What is a Docker Image? A Complete Guide for Beginners

[2024-05-22 03:14:22] ERROR: Failed to pull image “registry.internal/frontend-monolith:latest”
[2024-05-22 03:14:22] Kubelet: FailedToPull “failed to register layer: Error processing tar file(exit status 1): write /usr/local/lib/node_modules/very-large-useless-package: no space left on device”
[2024-05-22 03:15:01] CRITICAL: Node ip-10-0-42-11.ec2.internal is DiskPressure
[2024-05-22 03:15:10] ALERT: Production environment is down. 0/15 pods running.

$ docker history registry.internal/frontend-monolith:latest
IMAGE CREATED CREATED BY SIZE COMMENT
2 hours ago /bin/sh -c #(nop) CMD [“npm” “start”] 0B
2 hours ago /bin/sh -c npm install && npm run build 1.85GB
2 hours ago /bin/sh -c #(nop) COPY dir:7a8… in /app 850MB
2 hours ago /bin/sh -c apt-get update && apt-get upgrade -y 420MB
3 months ago /bin/sh -c #(nop) FROM node:20.11.1 1.1GB

It’s 4:00 AM. My coffee is cold, my eyes feel like they’ve been rubbed with sandpaper, and I’ve just spent the last three days of my life cleaning up a mess that shouldn’t have existed in the first place. The logs above are the autopsy of a “modern” deployment. A single docker image, pushed by a developer who thinks disk space is a magical, infinite resource provided by the cloud gods, managed to bring down an entire production cluster.

The Kubelet died. The storage driver choked. The nodes went into a death spiral because someone decided that a 3.2GB container image was a reasonable way to ship a frontend application. This isn’t just a technical failure; it’s a failure of discipline. It’s the result of a generation of engineers who treat the containerization process as a “black box” where they can dump their entire local development environment and hope the orchestrator figures it out.

I’m tired of it. I’m tired of the “it works on my machine” mentality being packaged into a bloated tarball and shoved into a registry. Let’s talk about why your docker image is a liability.

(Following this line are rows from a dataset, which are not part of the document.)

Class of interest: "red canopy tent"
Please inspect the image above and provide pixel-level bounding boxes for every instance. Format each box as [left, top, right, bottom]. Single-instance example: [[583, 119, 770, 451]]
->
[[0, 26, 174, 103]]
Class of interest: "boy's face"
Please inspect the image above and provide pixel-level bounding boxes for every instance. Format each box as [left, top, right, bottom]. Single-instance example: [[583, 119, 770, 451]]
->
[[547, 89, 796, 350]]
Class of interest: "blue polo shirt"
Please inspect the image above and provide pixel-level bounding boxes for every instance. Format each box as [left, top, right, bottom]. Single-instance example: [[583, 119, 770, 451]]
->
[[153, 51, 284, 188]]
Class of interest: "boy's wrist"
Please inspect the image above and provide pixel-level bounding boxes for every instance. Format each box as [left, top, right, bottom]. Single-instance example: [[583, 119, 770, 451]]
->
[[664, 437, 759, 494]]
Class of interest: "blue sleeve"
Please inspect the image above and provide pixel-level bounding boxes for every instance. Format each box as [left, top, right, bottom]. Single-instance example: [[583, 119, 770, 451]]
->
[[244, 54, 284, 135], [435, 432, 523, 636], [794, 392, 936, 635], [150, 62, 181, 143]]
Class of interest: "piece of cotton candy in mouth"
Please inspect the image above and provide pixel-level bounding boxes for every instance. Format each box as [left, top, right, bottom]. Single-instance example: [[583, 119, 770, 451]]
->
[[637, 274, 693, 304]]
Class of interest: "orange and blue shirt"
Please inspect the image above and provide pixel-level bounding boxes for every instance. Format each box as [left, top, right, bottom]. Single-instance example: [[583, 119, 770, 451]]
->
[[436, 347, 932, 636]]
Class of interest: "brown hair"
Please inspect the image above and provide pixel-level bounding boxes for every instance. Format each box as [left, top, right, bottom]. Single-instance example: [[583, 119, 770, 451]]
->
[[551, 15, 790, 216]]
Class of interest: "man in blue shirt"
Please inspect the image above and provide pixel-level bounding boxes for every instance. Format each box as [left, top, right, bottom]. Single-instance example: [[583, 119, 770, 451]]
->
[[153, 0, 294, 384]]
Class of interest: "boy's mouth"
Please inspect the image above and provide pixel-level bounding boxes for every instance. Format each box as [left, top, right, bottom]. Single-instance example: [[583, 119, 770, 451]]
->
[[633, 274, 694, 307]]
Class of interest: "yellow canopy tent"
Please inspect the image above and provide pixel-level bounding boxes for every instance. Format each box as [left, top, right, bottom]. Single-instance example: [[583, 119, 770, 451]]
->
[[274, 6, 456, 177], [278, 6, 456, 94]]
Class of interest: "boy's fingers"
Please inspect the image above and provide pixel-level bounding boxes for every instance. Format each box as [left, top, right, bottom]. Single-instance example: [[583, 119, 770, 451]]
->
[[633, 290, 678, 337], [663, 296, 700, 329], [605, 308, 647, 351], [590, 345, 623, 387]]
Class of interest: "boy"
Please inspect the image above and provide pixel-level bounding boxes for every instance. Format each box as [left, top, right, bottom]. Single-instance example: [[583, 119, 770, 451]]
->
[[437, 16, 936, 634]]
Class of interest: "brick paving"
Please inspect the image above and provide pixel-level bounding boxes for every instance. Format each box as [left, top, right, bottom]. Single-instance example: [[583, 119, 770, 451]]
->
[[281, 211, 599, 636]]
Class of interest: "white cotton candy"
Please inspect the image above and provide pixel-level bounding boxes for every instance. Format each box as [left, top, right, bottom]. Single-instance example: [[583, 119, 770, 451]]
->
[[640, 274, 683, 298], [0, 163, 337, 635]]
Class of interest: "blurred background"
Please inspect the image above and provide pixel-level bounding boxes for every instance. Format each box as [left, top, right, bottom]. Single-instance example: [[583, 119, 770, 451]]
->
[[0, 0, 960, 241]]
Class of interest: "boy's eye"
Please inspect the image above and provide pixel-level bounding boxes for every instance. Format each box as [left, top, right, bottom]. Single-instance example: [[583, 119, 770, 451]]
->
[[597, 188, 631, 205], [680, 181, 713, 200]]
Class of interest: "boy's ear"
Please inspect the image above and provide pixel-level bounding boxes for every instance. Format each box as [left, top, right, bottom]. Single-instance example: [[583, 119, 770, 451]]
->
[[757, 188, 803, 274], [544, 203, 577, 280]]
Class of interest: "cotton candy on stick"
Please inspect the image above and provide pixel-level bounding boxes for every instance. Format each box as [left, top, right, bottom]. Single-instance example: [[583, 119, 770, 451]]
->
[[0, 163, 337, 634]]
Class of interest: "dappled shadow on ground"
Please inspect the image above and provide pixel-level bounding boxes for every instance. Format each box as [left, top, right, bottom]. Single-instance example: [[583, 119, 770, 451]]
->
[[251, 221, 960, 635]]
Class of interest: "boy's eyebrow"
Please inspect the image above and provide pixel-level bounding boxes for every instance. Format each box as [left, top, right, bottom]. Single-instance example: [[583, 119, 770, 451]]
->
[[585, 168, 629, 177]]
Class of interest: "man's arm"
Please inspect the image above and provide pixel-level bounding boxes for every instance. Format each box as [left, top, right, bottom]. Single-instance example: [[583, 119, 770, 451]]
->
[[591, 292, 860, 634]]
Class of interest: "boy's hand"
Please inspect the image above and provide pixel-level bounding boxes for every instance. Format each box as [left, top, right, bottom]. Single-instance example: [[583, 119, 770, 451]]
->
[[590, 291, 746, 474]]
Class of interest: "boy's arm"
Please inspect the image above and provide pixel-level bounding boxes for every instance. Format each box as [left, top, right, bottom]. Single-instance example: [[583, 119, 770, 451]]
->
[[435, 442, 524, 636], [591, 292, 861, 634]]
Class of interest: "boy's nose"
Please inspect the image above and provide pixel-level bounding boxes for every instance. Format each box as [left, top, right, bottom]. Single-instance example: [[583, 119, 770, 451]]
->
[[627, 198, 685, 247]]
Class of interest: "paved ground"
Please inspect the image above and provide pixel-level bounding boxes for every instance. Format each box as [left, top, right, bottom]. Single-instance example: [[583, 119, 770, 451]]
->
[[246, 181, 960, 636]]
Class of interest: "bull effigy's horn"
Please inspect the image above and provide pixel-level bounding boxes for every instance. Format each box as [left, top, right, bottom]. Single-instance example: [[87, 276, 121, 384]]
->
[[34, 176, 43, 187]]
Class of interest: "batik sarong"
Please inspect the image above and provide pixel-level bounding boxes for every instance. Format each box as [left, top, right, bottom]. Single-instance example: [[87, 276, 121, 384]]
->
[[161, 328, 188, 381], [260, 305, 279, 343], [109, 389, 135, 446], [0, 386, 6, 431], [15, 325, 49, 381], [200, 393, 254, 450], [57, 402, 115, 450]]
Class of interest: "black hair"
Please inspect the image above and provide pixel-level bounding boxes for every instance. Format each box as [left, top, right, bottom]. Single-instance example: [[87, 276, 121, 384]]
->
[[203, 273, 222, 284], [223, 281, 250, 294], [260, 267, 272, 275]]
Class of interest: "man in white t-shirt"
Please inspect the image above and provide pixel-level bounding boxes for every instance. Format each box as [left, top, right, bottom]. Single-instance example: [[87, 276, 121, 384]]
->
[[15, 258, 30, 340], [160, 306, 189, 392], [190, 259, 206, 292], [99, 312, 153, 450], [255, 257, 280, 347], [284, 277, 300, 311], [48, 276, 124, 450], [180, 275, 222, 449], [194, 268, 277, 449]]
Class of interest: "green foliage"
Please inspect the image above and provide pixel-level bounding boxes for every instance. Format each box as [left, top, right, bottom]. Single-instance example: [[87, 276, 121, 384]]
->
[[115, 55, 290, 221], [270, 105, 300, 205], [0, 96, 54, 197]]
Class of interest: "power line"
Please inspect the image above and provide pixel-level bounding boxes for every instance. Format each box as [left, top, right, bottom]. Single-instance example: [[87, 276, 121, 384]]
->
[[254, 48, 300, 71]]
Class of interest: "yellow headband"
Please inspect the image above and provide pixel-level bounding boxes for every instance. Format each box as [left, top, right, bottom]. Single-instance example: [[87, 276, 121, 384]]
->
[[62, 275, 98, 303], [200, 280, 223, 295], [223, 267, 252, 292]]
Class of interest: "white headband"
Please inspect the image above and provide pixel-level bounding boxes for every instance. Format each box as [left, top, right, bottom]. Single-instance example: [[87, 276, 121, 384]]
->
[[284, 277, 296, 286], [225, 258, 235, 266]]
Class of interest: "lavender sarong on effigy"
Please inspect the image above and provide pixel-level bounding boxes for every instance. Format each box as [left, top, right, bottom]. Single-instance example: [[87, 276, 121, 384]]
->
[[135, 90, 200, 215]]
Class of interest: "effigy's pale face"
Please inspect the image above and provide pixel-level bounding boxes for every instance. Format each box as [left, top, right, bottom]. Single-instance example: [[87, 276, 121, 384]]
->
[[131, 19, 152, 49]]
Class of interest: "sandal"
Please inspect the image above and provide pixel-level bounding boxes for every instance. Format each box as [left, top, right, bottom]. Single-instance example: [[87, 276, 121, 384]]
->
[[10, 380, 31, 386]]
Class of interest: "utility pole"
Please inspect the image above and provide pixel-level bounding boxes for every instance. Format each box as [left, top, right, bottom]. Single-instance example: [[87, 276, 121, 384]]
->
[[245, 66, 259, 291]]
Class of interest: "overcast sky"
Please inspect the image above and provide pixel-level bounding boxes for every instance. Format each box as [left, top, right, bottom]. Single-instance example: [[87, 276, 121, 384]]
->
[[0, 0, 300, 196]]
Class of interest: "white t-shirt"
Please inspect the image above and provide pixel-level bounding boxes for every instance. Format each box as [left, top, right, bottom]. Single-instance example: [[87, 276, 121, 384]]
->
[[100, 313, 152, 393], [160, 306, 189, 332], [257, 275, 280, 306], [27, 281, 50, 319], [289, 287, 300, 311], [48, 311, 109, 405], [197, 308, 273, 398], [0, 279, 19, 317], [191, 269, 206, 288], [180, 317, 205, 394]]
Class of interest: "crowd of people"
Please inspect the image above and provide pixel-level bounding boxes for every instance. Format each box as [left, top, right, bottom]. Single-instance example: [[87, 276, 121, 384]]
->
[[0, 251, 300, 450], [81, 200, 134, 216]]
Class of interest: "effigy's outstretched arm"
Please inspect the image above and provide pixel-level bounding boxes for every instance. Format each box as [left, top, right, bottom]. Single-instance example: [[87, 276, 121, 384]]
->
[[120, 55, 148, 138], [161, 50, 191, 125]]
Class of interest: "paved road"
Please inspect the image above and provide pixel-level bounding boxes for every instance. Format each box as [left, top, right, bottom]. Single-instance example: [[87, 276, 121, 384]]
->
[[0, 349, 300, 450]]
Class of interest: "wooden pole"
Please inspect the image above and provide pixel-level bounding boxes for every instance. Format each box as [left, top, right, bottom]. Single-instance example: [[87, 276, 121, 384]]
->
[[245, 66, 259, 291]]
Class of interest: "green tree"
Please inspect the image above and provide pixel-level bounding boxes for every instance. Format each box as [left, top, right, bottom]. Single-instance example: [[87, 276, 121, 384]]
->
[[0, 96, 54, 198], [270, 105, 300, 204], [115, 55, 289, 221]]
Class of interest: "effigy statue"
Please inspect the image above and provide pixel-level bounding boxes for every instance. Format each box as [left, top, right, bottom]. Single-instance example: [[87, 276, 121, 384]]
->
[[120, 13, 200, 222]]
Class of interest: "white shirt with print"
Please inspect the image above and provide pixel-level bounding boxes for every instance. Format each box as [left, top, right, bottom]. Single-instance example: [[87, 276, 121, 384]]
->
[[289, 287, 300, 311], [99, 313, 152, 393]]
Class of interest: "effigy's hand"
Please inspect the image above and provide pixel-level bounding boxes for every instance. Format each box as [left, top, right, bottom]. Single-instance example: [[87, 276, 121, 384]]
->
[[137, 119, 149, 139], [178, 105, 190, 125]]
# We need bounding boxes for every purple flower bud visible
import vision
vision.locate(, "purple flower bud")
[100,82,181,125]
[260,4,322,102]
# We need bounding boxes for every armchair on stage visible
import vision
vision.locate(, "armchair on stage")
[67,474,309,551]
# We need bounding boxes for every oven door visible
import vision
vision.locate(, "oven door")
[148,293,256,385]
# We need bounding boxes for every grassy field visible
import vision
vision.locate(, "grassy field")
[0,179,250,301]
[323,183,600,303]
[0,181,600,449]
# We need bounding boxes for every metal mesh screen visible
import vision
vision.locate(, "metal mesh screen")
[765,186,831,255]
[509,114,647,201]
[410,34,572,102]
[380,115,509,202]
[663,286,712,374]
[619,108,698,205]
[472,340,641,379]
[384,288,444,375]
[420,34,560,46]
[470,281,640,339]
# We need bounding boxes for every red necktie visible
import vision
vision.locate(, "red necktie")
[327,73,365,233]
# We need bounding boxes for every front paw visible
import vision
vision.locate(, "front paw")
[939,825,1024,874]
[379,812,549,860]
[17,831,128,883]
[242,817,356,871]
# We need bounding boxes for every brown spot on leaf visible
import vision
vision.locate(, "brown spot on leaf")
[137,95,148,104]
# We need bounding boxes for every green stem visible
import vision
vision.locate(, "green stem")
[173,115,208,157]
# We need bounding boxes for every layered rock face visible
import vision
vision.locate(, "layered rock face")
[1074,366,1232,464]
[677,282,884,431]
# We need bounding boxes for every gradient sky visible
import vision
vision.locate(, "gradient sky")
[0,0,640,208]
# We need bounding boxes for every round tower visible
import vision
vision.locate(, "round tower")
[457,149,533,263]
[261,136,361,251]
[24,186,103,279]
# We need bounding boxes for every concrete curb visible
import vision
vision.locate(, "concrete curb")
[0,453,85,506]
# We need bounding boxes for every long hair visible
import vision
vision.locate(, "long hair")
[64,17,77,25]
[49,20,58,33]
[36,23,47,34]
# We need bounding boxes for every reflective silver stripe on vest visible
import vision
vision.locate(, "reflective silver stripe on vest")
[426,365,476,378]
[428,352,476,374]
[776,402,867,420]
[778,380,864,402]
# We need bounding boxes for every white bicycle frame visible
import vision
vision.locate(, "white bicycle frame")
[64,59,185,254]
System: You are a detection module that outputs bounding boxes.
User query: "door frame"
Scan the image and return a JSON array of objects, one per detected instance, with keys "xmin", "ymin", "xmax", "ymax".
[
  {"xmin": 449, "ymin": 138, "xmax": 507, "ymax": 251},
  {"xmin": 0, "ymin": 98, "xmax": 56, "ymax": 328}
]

The 2.5GB “Hello World” and the Death of Common Sense

The first thing I saw when I looked at the Dockerfile for this disaster was FROM node:20.11.1. Not the slim version. Not the Alpine version. The full-fat, Debian-based, everything-including-the-kitchen-sink image. Why? Because the developer “didn’t want to deal with missing dependencies.”

When you pull a base image like that, you aren’t just pulling Node.js. You are pulling a full operating system distribution. You’re pulling build tools, compilers, headers, and documentation for libraries you will never, ever call. You are pulling gcc, make, and python3.12.2 (yes, inside a Node image) just in case some obscure native module needs to compile during npm install.

But it gets worse. Look at that apt-get upgrade -y line in the history. That is a crime against humanity. When you run an upgrade inside a Dockerfile layer, you are effectively creating a “snowflake” image. You are saying, “I want whatever the Debian mirrors happen to have at this exact microsecond.” It breaks build idempotency. It ensures that no two builds will ever be the same. And because of how UnionFS works, that layer is now a permanent part of your docker image.

UnionFS is a stackable filesystem. Every command in your Dockerfile creates a new layer. These layers are additive. If you install 400MB of updates in one layer and then try to “clean up” in the next, you haven’t saved a single byte. The 400MB is still there, buried in the lower layers, taking up space on the disk, consuming bandwidth during the pull, and slowing down the container start time. The kernel has to mount every single one of these layers using the overlay2 storage driver, merging the upperdir and lowerdir into a merged view. Every layer you add increases the complexity of the filesystem lookups. Every layer is a potential performance bottleneck.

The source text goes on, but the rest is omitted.